Measuring Weed – All the Weed Measurements You Should Know

Back in the day, in order to find out how much weed you had, triple beam scales were the only option. For those of you accustomed to digital scales, triple beams were the ones with a platform and 3 sliding weights. Measuring marijuana has definitely changed over the past few decades, but it has always been important to determine the quantity of your cannabis strain before putting it in the proper storage container. Also, it is good to check the weight after leaving a legal cannabis dispensary to see if you received what you paid for.

Units of Measurement for Weed

When measuring weed, it’s vital to understand your scales. Marijuana is measured in both metric and imperial scales: grams; then ounces and pounds. These terms come up in almost every marijuana conversation and transaction, so it’s good to have a firm understanding of them.

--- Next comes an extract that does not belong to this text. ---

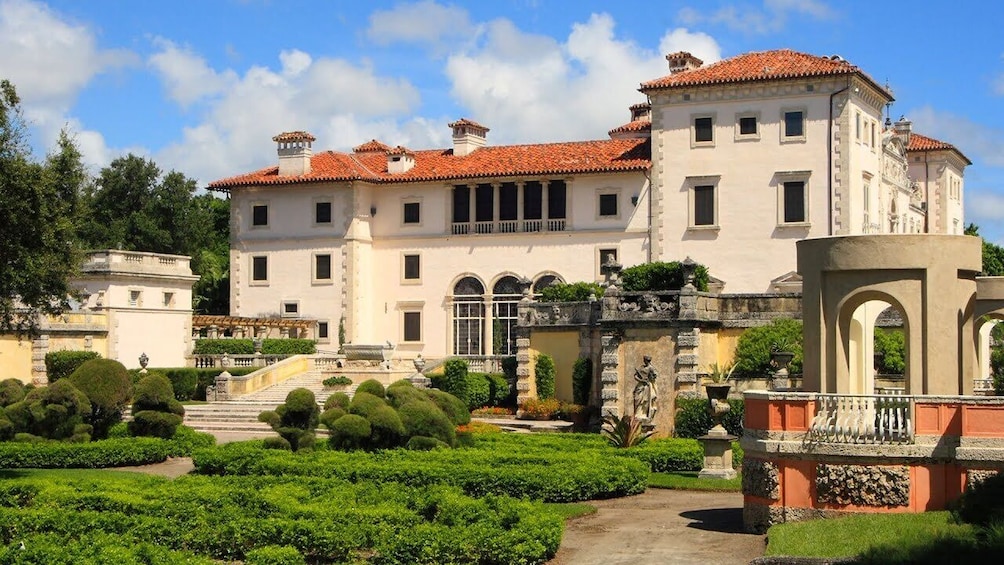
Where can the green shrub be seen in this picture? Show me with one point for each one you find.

Small amounts of weed are measured in grams, while bigger amounts are weighed in ounces and pounds. Here’s a quick rundown of the units of measurements for weed, followed by those quantities’ accepted names.

  • 1 gram = G
  • 3.5 grams = Eighth (1/8 oz)
  • 7 grams = Quarter (1/4 oz)
  • 14 grams = Half O (1/2 oz)
  • 28 grams = Ounce (1 oz)
  • 4 ounces = QP (1/4 lb)
  • 16 ounces = Pound

This rundown of commonly-desired weed quantities should help you avoid miscommunications in conversation. Most people buy quantities under an ounce, so those terms should be familiar, but how does the overall process work?

Weighing out Weed

measuring weed

When it comes to measuring weed, there are some simple techniques to simplify the whole process, especially in today’s digital age. One simple trick is to place the marijuana in a cup. This strategy is useful because a lot more weed can fit vertically in the cup than horizontally on a tray or platform.

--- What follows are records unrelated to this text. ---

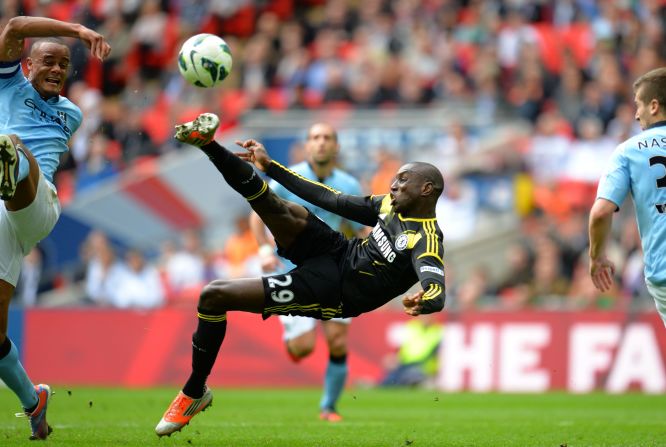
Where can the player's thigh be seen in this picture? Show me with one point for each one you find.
(336, 332)
(6, 292)
(11, 250)
(246, 294)
(34, 222)
(659, 295)
(311, 290)
(285, 220)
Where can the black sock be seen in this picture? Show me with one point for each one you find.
(206, 342)
(5, 347)
(340, 360)
(239, 174)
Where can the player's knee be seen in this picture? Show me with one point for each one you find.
(337, 345)
(301, 349)
(212, 297)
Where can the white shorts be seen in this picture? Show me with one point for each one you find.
(21, 230)
(659, 295)
(295, 326)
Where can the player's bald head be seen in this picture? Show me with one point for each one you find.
(38, 45)
(430, 174)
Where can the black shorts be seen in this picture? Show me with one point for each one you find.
(313, 288)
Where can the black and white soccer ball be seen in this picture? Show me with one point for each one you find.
(205, 60)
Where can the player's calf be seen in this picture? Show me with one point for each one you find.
(9, 167)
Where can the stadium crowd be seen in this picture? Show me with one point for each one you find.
(564, 68)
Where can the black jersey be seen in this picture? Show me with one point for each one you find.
(399, 251)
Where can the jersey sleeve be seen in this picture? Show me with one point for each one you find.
(354, 189)
(616, 181)
(427, 257)
(278, 189)
(359, 209)
(10, 73)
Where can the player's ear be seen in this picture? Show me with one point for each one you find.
(427, 188)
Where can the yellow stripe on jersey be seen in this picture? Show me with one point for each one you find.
(385, 207)
(292, 306)
(335, 191)
(434, 255)
(264, 187)
(432, 241)
(326, 312)
(212, 318)
(417, 219)
(434, 290)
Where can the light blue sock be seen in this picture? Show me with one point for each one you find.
(24, 166)
(334, 383)
(13, 374)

Back in the day of analog weighing instruments, the weight of the cup had to be subtracted. Digital scales today have a “tare” function that zeros out the weight of the object on the scale (in the example, the cup) ensuring that only the weed is measured.

Scales are used to measure marijuana, usually just to the tenth decimal, such as 3.5 grams –an eighth of an ounce. Scales are great for home growers or skeptics who buy their herb at a neighborhood dispensary. Some scales can be set to measure weed in grams or in ounces, depending on the size of what you are measuring. Prices increase for scales that can weigh either a large quantity or measure quantities down to a more precise number.

Final Thoughts

  • If you’re looking to invest in a scale, look for one that measures to the tenth decimal. Anything else is overkill.
  • For adding weight to your weed: use a humidifier to add moisture.
    • Another alternative is to place a cue tip dipped in water at the bottom of the jar or bag of weed. Added moisture helps keep your flower from drying out and subsequently weighing less.
    • Some cannabis enthusiasts use orange peels as humidifiers. The only catch is that it leaves your weed smelling like citrus, and if left too long with your buds, it can cause mold to develop.
  • Buying an eighth (3.5 grams) is cheaper than buying 3 grams. Buying weed by the gram isn’t necessarily recommended because better deals exist for larger quantities of flower.
  • Depends on where you are. In states where marijuana is decriminalized, going rates for grams of weed sit around $10.
  • Scales will come in handy if you ever start cooking with weed.

So whether you’re buying weed for your first time or just brushing up on weed units of measurement, knowing the difference between a quarter ounce and a QP (quarter pound) could make all the difference.